Летнее солнце плавило станицу Тихорецкую. В прохладе атаманского куреня сидели двое: Глеб Корнилов, седой могучий атаман со шрамом на лбу, и Степан Кочубей, богатый сосед с цепкими маслеными глазами. Решали судьбу юной Варвары, дочери Корнилова.
— Дети выросли, — Кочубей разломил хлеб. — Мой Гришка — джигит, твоя Варька — кровь с молоком. Чё тянуть?
Корнилов молчал, глядя в окно. Оттуда доносился звон клинков и девичий смех.
На дворе Варвара — семнадцатилетняя, смуглая, черноглазая, в мужском бешмете и с отцовской шашкой в руке — потешалась над тремя молодыми казаками. Она кружилась волчком, уходила от ударов и один за другим валила парней в пыль. Первому — удар плашмя под колено, второму — эфесом в солнечное сплетение, третьему — подсечка плечом. Трое лежали на земле, Варвара стояла над ними, усмехаясь.
Она подняла голову и встретилась взглядом с отцом. В ее черных глазах горел вызов.
Кочубей скривился:
— В бешмете мужицком? Казачат кладет? Это ж не по-бабьи, Глеб! Срамота!
Корнилов сжал кулаки, но ответил твердо:
— Она моей крови. Не по-бабьи нравна — это да. — Он помолчал, глядя на дочь. — Уговор был. Слова назад не даю.
Кочубей помялся, потер лоб, потом неожиданно хмыкнул:
— А знаешь… пусть. Пусть будет она. Гришка мой — парень с норовом. Может, обломает ее. А не обломает — так хоть будет кому за домом приглядеть, пока он на службе. Не баба — золото. — Он хитро прищурился. — Только чур, приданое — как договаривались: табун с выпасами да подворье на выселках.
Корнилов молча кивнул. Не глядя на соседа, налил чарку, выпил залпом, крякнул. И тогда, повернувшись к окну, громко, так, чтобы слышали все во дворе, объявил:
— Варвара! Собирайся! Свадьбе быть! Через месяц! Григорий Кочубей — жених твой!
Во дворе стало тихо. Парни, поднимаясь с земли, замерли. Старуха на крыльце прижала руки к груди. А Варвара…
Она стояла недвижимо. Шашка выпала из ослабевших пальцев и со звоном упала в пыль. Лицо ее, еще минуту назад живое, горячее, вдруг стало белым, как выгоревший ковыль. Черные глаза расширились, в них метнулся страх — быстрый, как степной пожар, — и тут же погас. Сменился на холодную, глухую пустоту.
Она не сказала ни слова. Не бросилась к отцу с мольбой, не заплакала, не упала в ноги. Только медленно, очень медленно подняла с земли шашку, обтерла лезвие о полу бешмета, вложила в ножны и, повернувшись спиной к дому, пошла прочь со двора.
— Варвара! — крикнул Корнилов, но она не обернулась. — Слышишь, что говорю?!
Она шла к плетню, перемахнула через него, не глядя, и исчезла в пыльной уличной мгле, будто растворилась.
Варвара шла по степи, не разбирая дороги, к Соколиной могиле — старому кургану за околицей. Солнце жгло плечи, но она не чувствовала ничего, кроме тяжести в груди.

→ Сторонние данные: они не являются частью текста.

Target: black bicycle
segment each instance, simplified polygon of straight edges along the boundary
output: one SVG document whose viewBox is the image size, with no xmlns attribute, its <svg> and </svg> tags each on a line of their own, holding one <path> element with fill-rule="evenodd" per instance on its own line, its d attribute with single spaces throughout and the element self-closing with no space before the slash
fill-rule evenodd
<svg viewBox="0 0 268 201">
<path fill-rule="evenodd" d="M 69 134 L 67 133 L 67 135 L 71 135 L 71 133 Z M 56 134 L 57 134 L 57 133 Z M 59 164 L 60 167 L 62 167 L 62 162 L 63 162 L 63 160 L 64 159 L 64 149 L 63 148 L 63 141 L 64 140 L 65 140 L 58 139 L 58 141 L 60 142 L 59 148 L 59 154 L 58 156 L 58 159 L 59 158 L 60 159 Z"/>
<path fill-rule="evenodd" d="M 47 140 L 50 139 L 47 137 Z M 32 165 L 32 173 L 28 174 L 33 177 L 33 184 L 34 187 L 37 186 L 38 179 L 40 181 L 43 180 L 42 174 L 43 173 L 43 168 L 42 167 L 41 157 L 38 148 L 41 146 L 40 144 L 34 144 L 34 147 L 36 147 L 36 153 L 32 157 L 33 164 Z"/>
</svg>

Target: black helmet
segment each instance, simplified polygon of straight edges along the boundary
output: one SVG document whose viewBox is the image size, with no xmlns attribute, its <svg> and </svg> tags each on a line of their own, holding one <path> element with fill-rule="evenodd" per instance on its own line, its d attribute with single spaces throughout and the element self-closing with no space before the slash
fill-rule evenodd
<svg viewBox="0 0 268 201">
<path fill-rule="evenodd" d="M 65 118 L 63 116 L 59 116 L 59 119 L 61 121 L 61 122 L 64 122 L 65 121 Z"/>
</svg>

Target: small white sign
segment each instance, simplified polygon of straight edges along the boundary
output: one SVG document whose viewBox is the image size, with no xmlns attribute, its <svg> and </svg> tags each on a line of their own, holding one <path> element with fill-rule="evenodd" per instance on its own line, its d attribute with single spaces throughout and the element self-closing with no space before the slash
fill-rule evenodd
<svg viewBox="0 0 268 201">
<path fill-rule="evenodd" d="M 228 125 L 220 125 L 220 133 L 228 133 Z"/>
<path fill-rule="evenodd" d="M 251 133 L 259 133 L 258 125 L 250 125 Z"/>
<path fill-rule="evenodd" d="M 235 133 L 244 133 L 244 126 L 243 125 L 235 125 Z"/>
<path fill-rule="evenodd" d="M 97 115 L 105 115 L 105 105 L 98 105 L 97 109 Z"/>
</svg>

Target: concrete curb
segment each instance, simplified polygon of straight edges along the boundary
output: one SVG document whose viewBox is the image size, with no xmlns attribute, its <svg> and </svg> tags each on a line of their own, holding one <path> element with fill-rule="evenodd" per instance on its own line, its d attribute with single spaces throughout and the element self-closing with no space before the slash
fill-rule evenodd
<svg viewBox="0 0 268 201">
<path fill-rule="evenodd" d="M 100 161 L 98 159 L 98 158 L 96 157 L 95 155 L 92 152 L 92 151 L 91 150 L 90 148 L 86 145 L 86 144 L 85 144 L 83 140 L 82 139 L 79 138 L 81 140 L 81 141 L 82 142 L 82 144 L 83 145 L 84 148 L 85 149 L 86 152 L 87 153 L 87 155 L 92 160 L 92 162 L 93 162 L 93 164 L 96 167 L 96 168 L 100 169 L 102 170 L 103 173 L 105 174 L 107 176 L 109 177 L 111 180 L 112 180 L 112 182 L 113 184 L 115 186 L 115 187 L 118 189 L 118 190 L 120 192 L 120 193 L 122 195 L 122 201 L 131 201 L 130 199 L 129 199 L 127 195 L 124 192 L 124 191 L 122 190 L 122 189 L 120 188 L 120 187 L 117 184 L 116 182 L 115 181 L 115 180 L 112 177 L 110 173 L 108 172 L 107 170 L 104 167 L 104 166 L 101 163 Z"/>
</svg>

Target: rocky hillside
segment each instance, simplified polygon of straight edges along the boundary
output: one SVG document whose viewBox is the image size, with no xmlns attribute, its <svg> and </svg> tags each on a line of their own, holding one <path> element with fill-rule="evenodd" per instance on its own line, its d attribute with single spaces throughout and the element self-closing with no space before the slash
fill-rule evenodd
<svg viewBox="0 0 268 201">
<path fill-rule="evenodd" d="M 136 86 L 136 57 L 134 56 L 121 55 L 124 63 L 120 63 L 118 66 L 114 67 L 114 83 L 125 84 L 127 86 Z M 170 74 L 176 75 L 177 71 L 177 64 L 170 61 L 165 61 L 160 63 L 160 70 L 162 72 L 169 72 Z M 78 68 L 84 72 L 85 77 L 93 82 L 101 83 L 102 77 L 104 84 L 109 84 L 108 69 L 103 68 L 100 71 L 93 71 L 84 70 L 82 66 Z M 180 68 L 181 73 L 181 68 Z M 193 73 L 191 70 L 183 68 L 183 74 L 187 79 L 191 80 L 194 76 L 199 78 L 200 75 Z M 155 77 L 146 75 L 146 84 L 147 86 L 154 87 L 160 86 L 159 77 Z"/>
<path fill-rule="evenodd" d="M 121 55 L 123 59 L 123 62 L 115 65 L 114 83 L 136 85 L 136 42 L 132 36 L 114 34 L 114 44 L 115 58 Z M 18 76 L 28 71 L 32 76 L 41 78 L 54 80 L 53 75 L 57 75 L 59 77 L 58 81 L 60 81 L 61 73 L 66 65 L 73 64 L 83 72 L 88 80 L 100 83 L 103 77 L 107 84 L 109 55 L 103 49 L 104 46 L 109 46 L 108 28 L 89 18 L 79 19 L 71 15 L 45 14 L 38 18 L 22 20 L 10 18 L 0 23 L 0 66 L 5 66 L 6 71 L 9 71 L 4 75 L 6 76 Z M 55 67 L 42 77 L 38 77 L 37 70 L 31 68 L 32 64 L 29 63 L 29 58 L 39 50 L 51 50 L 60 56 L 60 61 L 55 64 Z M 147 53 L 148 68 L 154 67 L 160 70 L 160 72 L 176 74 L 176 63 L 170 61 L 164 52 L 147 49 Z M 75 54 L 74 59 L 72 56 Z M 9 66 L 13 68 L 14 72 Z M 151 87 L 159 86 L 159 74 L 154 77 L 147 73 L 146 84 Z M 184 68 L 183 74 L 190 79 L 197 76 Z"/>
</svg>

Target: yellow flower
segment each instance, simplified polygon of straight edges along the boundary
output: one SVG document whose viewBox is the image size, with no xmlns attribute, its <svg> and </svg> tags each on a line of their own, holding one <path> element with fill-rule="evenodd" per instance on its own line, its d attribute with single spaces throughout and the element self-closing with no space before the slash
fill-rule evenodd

Она вспомнила себя маленькой. Куклы она ломала, вышивать не хотела. А когда ей вручили тряпичную куклу — круглолицую, в казачьем платье, — она смотрела на нее, как на кандалы. Кукла лежала в сундуке много лет. Теперь Варвара достала ее из-за пазухи, положила на землю, сорвала пучок сухого ковыля и высекла искру.
Кукла вспыхнула. Тряпки скрутились, пуговицы-глаза лопнули.
— Прощай, — тихо сказала Варвара. — Не бывать мне такой.
Она сидела у костра, пока от куклы не остался пепел. Ветер развеял его над степью.
А там, в станице, отец наливал чарку Кочубею и говорил, что дочь образумится, что «бабье дело — привыкнуть». И не видел, как его единственная кровь сжигает свое детство на Соколиной могиле.
Июльский ветер донес со степи запах гари. Кто-то перекрестился: «Не к добру». Кто-то плюнул: «Девка балованная. Остепенится».